Saat Mas Said meditasi, seolah ada gambaran dua kerbau yang sedang berkelahi. Salah satu kerbau itu kalah, tidak berdaya dan tidak mempunyai keberanian. Kerbau yang kalah itu kemudian merangkak ke sebuah belik untuk minum air di dalamya.
Setelah minum air dari belik, kerbau itu menjadi pulih kembali, semangatnya bertambah dan bangkit untuk bertempur. Akhirnya kerbau yang awalnya kalah, setelah minum air dari belik menjadi menang. Mas Said lantas berkonsultasi ke Kiai Khasan terkait hal itu.
"Kiai Khasan menjelaskan jika apa yang dilihat Mas Said saat meditasi itu merupakan petunjuk. Apa yang diterima itu sesuai dengan perjalanan Mas Said. Kiai Khasan memerintahkan Mas Said untuk meniru kerbau itu. Akhirnya Mas Said dan pasukan meminum air yang berada di Sendang Siwani," ujar Slamet.
Setelah dari Sendang Siwani, Mas Said dengan pasukannya melanjutkan perjalanan ke Nglaroh, Pule, Selogiri, tepatnya daerah yang berada di sebelah utara Sendang Siwani. Tujuan pergi ke Nglaroh untuk menghimpun kekuatan sekaligus berbaur dengan masyarakat. Warga dan para pemuda diajak bersatu melawan Belanda.
Saat berada di Kampung Puh Buto (dekat Gunung Wijil), yang saat ini menjadi Puskesmas Selogiri, Mas Said dan pasukannya dihadang Belanda. Meski dengan persenjataan dan pasukan yang minim, Mas Said berhasil menaklukkan Belanda.
"Belanda mengakui kehebatan Mas Said dan akhirnya menyerah. Bumi jajahan yang dikuasai Belanda dikembalikan ke Mas Said. Akhirnya Mas Said diangkat sebagai Raja Mangkunegoro I," papar Slamet.
Slamet menjelaskan, perjalanan Mas Said selama di Sendang Siwani hingga bertempur di Kampung Puh Buto itu terjadi pada sekitar tahun 1741. Hingga kini, selo ploso atau batu yang digunakan Mas Said untuk bertapa masih ada. Sumber mata air di sendang pun masih terus ada.

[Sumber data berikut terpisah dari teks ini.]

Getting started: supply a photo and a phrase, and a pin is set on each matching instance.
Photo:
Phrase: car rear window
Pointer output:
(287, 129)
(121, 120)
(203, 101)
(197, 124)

Namun, pohon beringin yang menaungi tempat pertapaan sudah roboh pada 1998. Saat roboh, pohon itu tidak merusak bangunan di sekitarnya. Kini bagian atau potongan pohon yang rubuh itu masih ada dan terjaga.
Dengan adanya sejarah itu, menurut Slamet, banyak orang yang mendatangi Sendang Siwani karena percaya dengan karomah Raden Mas Said. Biasanya orang mendatangi Sendang Siwani mempunyai sejumlah tujuan, seperti menjadi pejabat, usahanya lancar, sembuh dari penyakit dan lain-lain.
"Dengan niat baik, semua tujuan baik, dengan keyakinan ikhlas dan tekun, Sendang Siwani ini karomahnya luar biasa. Tapi kalau datang dengan tujuan buruk, ingin memusuhi antarsesama manusia, maka tidak akan sampai permintaannya," kata Slamet.
Ubarampe yang biasa dibawa untuk tirakat
Slamet mengatakan, biasanya orang banyak yang berkunjung pada malam Jumat Kliwon, Selasa Kliwon dan Satu Suro. Tirakat yang dijalani berupa mandi dari belik air yang ada di Sendang Siwani. Setelah mandi dilanjutkan dengan berdoa.
Ada sarana yang digunakan saat berdoa. Di antaranya Pencok Bakal Takir yang berisi telur ayam, kembang wangi dan menyan madu. Kemudian ada kembang wangi tempelan dan hio manten.
Dengan karomah yang ada di Sendang Siwani, banyak tokoh yang datang ke sana, mulai dari presiden hingga kepala desa. Presiden yang kerap datang ke Sendang Siwani adalah Soeharto. Saat masih menjadi jenderal, Soeharto sering berkumpul di Ngelo, dan saat pulang mampir ke Sendang Siwani.